WASHINGTON (4/10/14)--It appears the Federal Open Market Committee (FOMC), which released minutes Wednesday from its two-day meeting March 18-19, isn't chomping at the bit to raise the federal interest rate.
Despite unemployment numbers nearing levels at which the FOMC had said could trigger increases to that rate, a lack of confidence in the overall health of the economy could force the committee to hold off.
In light of this, broad support was shown during the meeting for altering the committee's approach in the way it would make policy decisions moving forward.
Previously, the Federal Reserve's monetary policymaking body expressed that once the national unemployment rate dropped below 6.5%, the federal interest rate would begin to climb.

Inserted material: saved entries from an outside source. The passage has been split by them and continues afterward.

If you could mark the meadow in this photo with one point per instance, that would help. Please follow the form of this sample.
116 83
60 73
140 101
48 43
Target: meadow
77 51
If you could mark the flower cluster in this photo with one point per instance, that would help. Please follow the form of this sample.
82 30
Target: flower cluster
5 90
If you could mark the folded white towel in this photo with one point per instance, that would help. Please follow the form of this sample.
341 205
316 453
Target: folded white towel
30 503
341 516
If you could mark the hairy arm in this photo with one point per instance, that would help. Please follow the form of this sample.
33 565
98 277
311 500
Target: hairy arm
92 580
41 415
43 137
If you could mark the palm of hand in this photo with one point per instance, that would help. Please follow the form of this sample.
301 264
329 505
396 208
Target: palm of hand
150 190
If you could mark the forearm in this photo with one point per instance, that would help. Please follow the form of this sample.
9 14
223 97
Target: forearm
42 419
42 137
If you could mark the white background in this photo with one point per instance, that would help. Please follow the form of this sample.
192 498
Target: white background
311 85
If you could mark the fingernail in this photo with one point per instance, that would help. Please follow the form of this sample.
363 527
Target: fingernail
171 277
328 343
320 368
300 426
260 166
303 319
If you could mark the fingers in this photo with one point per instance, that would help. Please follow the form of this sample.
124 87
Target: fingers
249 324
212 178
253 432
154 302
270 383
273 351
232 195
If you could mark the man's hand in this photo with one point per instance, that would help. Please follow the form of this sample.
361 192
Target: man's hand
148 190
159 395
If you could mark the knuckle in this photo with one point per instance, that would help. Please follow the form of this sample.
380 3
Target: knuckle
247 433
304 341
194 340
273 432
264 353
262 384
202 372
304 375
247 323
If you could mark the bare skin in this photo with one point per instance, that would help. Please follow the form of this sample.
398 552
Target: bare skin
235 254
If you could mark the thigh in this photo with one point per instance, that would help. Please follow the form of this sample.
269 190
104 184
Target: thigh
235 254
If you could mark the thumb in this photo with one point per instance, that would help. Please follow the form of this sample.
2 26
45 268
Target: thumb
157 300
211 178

But pulling back on that strategy, which Janet Yellen, newly seated chair of the committee, indicated would likely be the case in the short-term, formalized a shift to a qualitative, rather than a quantitative, approach to guidance.

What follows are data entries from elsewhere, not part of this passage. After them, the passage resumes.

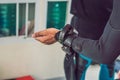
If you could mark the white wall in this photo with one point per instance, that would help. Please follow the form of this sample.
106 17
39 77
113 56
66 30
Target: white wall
31 58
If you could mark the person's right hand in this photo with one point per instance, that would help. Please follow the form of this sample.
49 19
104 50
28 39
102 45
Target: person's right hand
46 36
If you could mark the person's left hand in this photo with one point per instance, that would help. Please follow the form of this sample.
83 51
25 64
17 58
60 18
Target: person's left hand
46 36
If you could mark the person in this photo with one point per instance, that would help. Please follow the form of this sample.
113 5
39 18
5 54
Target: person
89 20
117 67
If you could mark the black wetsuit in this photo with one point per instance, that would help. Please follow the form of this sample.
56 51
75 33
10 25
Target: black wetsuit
107 48
90 18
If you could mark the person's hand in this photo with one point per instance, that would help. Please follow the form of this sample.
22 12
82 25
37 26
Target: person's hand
46 36
118 74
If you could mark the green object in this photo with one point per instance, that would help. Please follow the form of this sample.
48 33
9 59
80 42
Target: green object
56 14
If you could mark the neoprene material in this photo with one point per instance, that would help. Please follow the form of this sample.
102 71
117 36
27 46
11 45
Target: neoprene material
109 43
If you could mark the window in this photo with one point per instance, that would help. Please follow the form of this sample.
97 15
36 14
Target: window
17 19
56 14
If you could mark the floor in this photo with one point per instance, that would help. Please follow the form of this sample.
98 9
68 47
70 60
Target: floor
92 74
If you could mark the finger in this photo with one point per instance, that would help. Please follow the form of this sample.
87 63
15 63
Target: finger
42 39
40 33
50 41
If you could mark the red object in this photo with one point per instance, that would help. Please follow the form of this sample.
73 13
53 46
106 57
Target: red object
25 78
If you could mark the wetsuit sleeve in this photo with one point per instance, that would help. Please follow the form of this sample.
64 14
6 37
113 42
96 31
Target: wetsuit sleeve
107 48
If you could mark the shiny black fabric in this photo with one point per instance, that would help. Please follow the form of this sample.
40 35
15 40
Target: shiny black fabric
107 48
91 16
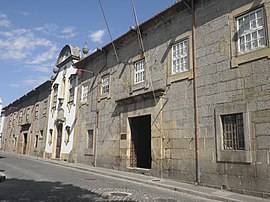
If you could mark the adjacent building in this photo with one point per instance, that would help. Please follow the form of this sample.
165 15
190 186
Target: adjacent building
62 105
185 95
25 124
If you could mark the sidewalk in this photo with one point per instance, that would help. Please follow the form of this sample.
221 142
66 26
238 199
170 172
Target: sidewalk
205 192
201 191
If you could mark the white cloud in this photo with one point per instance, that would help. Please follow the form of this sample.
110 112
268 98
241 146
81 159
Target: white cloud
97 36
23 44
30 82
52 29
45 56
4 21
68 32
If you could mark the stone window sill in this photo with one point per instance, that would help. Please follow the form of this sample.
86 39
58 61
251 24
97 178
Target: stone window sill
251 56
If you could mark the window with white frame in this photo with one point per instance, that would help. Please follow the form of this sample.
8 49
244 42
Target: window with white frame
233 131
72 88
251 31
105 85
139 71
180 57
84 93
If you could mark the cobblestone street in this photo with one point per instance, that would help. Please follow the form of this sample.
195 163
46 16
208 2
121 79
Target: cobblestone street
32 180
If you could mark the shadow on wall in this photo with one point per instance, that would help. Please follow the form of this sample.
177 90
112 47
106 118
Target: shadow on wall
29 190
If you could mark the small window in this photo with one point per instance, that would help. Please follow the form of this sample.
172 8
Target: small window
84 93
233 132
90 139
36 141
36 111
105 85
20 116
251 31
139 71
45 103
55 93
72 88
180 57
28 114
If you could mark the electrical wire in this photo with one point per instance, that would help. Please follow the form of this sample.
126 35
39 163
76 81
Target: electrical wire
108 29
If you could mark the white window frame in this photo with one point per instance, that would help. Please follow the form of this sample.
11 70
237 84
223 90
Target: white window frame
105 85
180 57
84 93
139 71
254 37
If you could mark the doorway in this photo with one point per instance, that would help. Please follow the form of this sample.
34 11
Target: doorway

"This change in our guidance does not indicate any change in the committee's policy intentions as set forth in its recent statements," Yellen said in a press conference after last month's meeting. "(But) rather the change is meant to clarify how the committee anticipates policy evolving after the unemployment rate declines below 6.5%."
While the FOMC may hesitate to raise the federal interest rate, it appears it will stick with the ongoing wind-down of asset purchases, a practice it has maintained since the outset of the recession in an attempt to stimulate the economy.
Yellen said the Fed will buy $55 billion in securities next month, down $10 billion from the current rate. The FOMC has said it will drop that number every time the body meets.
"If incoming information broadly supports the committee's expectation of ongoing improvement in labor markets and inflation moving back over time toward its longer run objective, the committee will likely continue to reduce the pace of asset purchases in measured steps at future meetings," Yellen said.